Stihl hat Recht mit seinen Aussagen. Das scheinbare Energiewendevorbild Deutschland hat mittlerweile durch Umlagen und Fördertopfabschöpfungen derart hohe Energiekosten und Steuerlasten, dass die produzierende Industrie aus dem Land flieht. Dass sie aber in ein Hochlohnland wie die Schweiz zieht, muss uns hellhörig machen! In einem vernichtenden Bericht las der Bundesrechnungshof vergangene Woche der deutschen Bundesregierung in Bezug auf deren Energiepolitik denn auch die Leviten. In den Planungen würden nur Best-Case-Szenarien verwendet, Annahmen zum Ausbau der Erneuerbaren seien wirklichkeits­fremd, Auswirkungen auf Natur und Landschaft würden nicht genügend quantifiziert, Systemkosten nicht in die Kosten der Erneuerbaren eingerechnet. Die sichere Versorgung sei gefährdet, die Energiewende drohe zu scheitern. Viele Aussagen im Bericht des Rechnungshofs liessen sich durchaus auf die aktuelle Schweizer Energiepolitik übertragen. Noch sind wir dank der grossen Stauseeprojekte unserer visionären Grossväter nach dem Zweiten Weltkrieg auf Rosen gebettet, was die Stromversorgung betrifft. Dieser Luxus wird aber nicht ewig währen.

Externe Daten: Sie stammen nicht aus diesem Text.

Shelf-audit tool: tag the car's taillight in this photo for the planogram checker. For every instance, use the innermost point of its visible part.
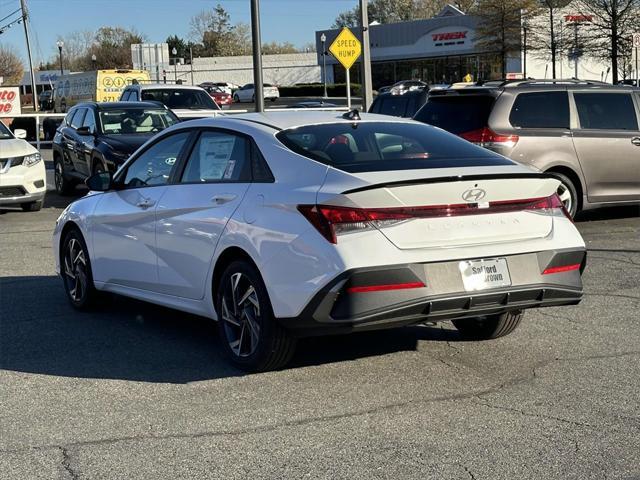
(485, 137)
(332, 221)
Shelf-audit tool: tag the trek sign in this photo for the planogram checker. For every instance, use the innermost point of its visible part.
(346, 48)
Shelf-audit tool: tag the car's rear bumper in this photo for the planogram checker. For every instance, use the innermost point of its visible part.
(335, 310)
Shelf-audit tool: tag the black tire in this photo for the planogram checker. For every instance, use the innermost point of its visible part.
(75, 270)
(266, 345)
(32, 206)
(492, 326)
(63, 185)
(568, 194)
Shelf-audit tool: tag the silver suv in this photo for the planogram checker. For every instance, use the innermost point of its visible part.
(586, 133)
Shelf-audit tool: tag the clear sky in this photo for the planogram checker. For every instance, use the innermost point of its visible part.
(294, 21)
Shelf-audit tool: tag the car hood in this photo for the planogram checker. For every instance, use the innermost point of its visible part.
(15, 147)
(126, 143)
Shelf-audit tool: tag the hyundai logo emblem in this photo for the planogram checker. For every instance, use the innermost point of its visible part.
(474, 195)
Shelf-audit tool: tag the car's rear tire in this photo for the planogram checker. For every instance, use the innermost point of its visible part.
(75, 269)
(251, 337)
(568, 194)
(63, 185)
(488, 327)
(32, 206)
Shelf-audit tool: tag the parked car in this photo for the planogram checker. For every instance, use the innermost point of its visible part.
(247, 93)
(96, 137)
(22, 173)
(222, 98)
(369, 229)
(186, 101)
(226, 87)
(585, 133)
(400, 105)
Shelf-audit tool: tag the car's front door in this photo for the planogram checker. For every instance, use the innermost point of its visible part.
(194, 212)
(123, 223)
(608, 145)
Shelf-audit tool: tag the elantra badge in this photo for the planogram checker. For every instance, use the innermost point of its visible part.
(474, 195)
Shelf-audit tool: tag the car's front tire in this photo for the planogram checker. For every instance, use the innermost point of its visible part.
(75, 268)
(251, 337)
(490, 326)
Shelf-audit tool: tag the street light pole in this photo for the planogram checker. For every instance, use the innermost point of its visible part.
(323, 40)
(257, 56)
(60, 44)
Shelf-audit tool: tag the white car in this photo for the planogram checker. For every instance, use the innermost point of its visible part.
(22, 174)
(247, 93)
(300, 223)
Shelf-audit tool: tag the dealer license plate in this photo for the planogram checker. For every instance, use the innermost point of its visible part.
(485, 274)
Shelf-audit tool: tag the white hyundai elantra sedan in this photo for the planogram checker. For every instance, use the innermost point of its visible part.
(286, 224)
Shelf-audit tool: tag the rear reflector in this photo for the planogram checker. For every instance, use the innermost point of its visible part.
(331, 221)
(563, 268)
(382, 288)
(485, 137)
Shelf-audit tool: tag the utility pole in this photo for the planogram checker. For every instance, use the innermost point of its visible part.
(257, 56)
(25, 21)
(367, 89)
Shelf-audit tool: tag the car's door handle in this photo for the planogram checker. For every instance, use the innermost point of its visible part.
(145, 203)
(223, 198)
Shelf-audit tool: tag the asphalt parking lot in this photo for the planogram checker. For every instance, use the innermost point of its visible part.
(137, 391)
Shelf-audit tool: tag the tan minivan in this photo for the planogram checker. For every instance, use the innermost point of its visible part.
(587, 133)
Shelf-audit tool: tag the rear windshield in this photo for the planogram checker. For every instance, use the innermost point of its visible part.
(457, 114)
(182, 98)
(384, 146)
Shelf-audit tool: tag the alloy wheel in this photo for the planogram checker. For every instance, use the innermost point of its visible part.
(75, 270)
(240, 312)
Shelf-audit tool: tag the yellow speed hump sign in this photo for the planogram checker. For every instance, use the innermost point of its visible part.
(346, 48)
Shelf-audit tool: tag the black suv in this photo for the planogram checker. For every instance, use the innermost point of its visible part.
(400, 105)
(96, 137)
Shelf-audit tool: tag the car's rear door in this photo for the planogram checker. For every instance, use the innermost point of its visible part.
(124, 221)
(194, 212)
(608, 144)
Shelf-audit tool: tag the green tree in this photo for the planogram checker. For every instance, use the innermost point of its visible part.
(500, 26)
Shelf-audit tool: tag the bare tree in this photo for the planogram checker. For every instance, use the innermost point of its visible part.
(610, 29)
(11, 67)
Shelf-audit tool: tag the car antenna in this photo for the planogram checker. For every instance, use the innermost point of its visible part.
(352, 114)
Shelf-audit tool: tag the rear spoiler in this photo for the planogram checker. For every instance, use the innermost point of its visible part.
(455, 178)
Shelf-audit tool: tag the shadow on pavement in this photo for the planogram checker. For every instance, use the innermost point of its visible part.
(126, 339)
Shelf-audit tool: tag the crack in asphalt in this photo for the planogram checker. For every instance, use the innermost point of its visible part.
(327, 418)
(66, 463)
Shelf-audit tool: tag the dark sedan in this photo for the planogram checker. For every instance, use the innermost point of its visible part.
(97, 137)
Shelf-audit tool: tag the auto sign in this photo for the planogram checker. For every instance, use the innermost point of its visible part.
(10, 101)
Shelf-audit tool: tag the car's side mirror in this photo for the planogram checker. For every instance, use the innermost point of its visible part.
(20, 133)
(84, 131)
(100, 182)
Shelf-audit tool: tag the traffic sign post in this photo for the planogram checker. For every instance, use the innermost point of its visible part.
(346, 48)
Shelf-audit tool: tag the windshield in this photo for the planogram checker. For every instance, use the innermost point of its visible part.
(136, 120)
(181, 98)
(4, 132)
(382, 146)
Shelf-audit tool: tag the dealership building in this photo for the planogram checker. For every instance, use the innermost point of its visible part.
(442, 49)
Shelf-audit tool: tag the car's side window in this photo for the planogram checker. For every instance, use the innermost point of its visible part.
(78, 118)
(541, 110)
(90, 121)
(218, 157)
(154, 165)
(606, 111)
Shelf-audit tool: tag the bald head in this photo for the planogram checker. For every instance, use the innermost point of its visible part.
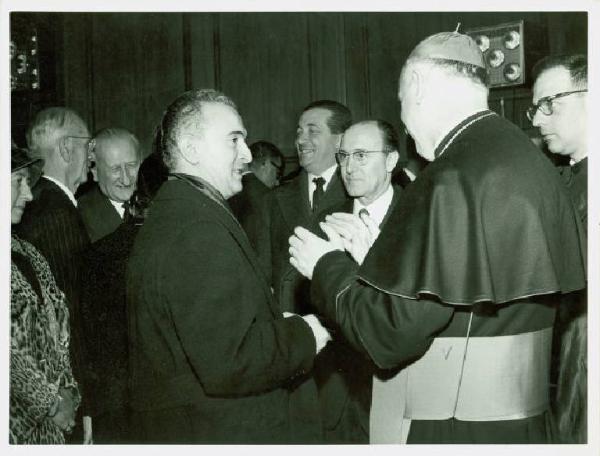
(442, 83)
(368, 155)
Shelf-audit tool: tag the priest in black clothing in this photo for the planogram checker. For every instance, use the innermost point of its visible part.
(560, 112)
(463, 281)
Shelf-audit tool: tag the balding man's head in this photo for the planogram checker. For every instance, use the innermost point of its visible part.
(116, 156)
(443, 79)
(60, 137)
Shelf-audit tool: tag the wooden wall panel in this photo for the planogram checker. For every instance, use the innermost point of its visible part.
(203, 50)
(137, 65)
(356, 65)
(125, 68)
(326, 43)
(77, 71)
(264, 68)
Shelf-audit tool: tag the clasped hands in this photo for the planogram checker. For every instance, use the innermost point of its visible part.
(345, 231)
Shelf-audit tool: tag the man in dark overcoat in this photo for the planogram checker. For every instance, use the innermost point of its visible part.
(212, 358)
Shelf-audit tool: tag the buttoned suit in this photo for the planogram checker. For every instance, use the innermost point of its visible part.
(343, 375)
(98, 214)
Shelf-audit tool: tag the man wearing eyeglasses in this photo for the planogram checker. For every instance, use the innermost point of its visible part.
(51, 222)
(116, 158)
(367, 157)
(560, 112)
(460, 286)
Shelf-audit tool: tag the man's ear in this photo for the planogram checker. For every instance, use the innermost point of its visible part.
(64, 150)
(94, 166)
(391, 160)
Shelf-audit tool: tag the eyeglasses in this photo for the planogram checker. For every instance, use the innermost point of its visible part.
(359, 156)
(279, 168)
(545, 104)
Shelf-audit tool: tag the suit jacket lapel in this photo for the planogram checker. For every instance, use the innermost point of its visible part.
(397, 191)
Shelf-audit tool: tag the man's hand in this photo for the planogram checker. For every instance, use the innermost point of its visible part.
(322, 336)
(306, 249)
(358, 233)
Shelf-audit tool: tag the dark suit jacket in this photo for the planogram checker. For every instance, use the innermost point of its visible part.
(104, 323)
(285, 208)
(53, 225)
(98, 214)
(246, 204)
(344, 376)
(211, 357)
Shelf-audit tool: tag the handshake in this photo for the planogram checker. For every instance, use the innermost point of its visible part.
(353, 233)
(321, 334)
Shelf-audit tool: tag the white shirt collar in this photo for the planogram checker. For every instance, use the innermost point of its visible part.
(574, 162)
(118, 205)
(64, 188)
(378, 208)
(327, 175)
(412, 176)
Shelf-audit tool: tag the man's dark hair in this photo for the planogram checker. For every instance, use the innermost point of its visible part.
(263, 151)
(576, 64)
(340, 118)
(184, 112)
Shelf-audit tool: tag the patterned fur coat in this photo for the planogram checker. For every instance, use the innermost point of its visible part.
(39, 350)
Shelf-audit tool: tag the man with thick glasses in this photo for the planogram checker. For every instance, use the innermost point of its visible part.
(115, 156)
(560, 112)
(460, 286)
(51, 222)
(368, 155)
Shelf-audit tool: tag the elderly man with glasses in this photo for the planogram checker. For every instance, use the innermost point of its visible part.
(369, 153)
(460, 286)
(51, 222)
(560, 112)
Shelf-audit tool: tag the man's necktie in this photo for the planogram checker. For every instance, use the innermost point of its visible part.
(125, 207)
(318, 192)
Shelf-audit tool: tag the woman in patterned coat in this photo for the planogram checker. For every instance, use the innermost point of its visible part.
(43, 393)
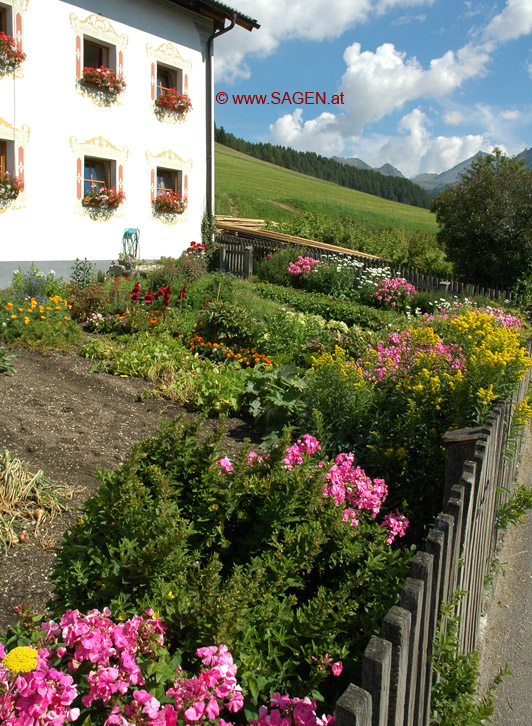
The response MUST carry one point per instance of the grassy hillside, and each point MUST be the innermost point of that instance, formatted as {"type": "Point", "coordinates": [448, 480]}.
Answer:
{"type": "Point", "coordinates": [248, 187]}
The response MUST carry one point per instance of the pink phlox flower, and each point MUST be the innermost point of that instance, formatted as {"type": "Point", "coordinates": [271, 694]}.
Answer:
{"type": "Point", "coordinates": [396, 525]}
{"type": "Point", "coordinates": [225, 464]}
{"type": "Point", "coordinates": [295, 453]}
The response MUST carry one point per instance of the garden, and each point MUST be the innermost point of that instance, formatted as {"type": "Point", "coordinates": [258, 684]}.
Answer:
{"type": "Point", "coordinates": [205, 584]}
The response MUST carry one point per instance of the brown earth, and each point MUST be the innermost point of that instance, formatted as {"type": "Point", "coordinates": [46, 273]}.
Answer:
{"type": "Point", "coordinates": [57, 415]}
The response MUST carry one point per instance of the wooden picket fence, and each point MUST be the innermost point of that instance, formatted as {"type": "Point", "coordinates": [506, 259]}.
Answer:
{"type": "Point", "coordinates": [397, 673]}
{"type": "Point", "coordinates": [243, 242]}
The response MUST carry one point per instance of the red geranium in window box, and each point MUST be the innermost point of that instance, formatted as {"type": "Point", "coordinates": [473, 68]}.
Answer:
{"type": "Point", "coordinates": [172, 100]}
{"type": "Point", "coordinates": [103, 198]}
{"type": "Point", "coordinates": [10, 55]}
{"type": "Point", "coordinates": [105, 79]}
{"type": "Point", "coordinates": [10, 186]}
{"type": "Point", "coordinates": [170, 202]}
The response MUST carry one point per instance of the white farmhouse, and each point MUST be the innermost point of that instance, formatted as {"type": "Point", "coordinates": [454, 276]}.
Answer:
{"type": "Point", "coordinates": [106, 121]}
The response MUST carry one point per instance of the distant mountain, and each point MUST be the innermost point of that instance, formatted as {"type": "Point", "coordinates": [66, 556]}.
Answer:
{"type": "Point", "coordinates": [434, 183]}
{"type": "Point", "coordinates": [527, 156]}
{"type": "Point", "coordinates": [386, 169]}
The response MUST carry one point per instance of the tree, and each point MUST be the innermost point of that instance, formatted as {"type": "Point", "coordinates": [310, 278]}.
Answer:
{"type": "Point", "coordinates": [486, 221]}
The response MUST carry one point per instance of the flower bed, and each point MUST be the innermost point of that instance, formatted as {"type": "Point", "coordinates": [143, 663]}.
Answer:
{"type": "Point", "coordinates": [172, 202]}
{"type": "Point", "coordinates": [10, 56]}
{"type": "Point", "coordinates": [106, 79]}
{"type": "Point", "coordinates": [10, 186]}
{"type": "Point", "coordinates": [103, 197]}
{"type": "Point", "coordinates": [174, 102]}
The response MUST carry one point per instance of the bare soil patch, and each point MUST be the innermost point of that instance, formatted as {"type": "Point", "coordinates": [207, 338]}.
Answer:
{"type": "Point", "coordinates": [58, 415]}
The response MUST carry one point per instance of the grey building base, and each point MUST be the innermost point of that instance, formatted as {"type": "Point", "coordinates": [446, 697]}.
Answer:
{"type": "Point", "coordinates": [62, 268]}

Die Flucht der Firma Stihl aus Deutschland in die Schweiz zeigt exemplarisch, dass es noch möglich ist, als Hochlohnland auch für die produzierende Industrie attraktiv zu sein. Nicht jedes Unternehmen will aus Europa wegziehen. Wir müssen dafür sorgen, dass der Industrie eine andere Wahl bleibt als der asiatische Kontinent als Produktionsstandort. Dafür aber müssen Standortfaktoren wie Energiepreise, Staatsquote, Abgaben- und Steuerlast stimmen und Kompromisse zu den ambitionierten, klimapolitischen Zielen Mitteleuropas gefunden werden. Ist das der Fall, kann die Rechnung für Firmen aufgehen, die unser hohes Lohnniveau als Teil eines Gesamtdeals akzeptieren.

Wir tun also gut daran, Energiepolitik nicht nur an klima-, sondern auch an wirtschafts- und gesellschafts­politischen Zielen zu messen und auszurichten und dabei nicht nur vom Best Case auszugehen. Energie wird in Zukunft ein wichtiger Standortfaktor sein, und wir sollten dem Parlament bei energiepolitischen Entscheiden genau auf die Finger schauen. Eine Menge Arbeitsplätze und Löhne hängen daran, aber eben auch geostrategisch wichtige Produktionskapazitäten, um die wir noch froh sein werden in den konfliktreichen Jahrzehnten, die vor uns liegen.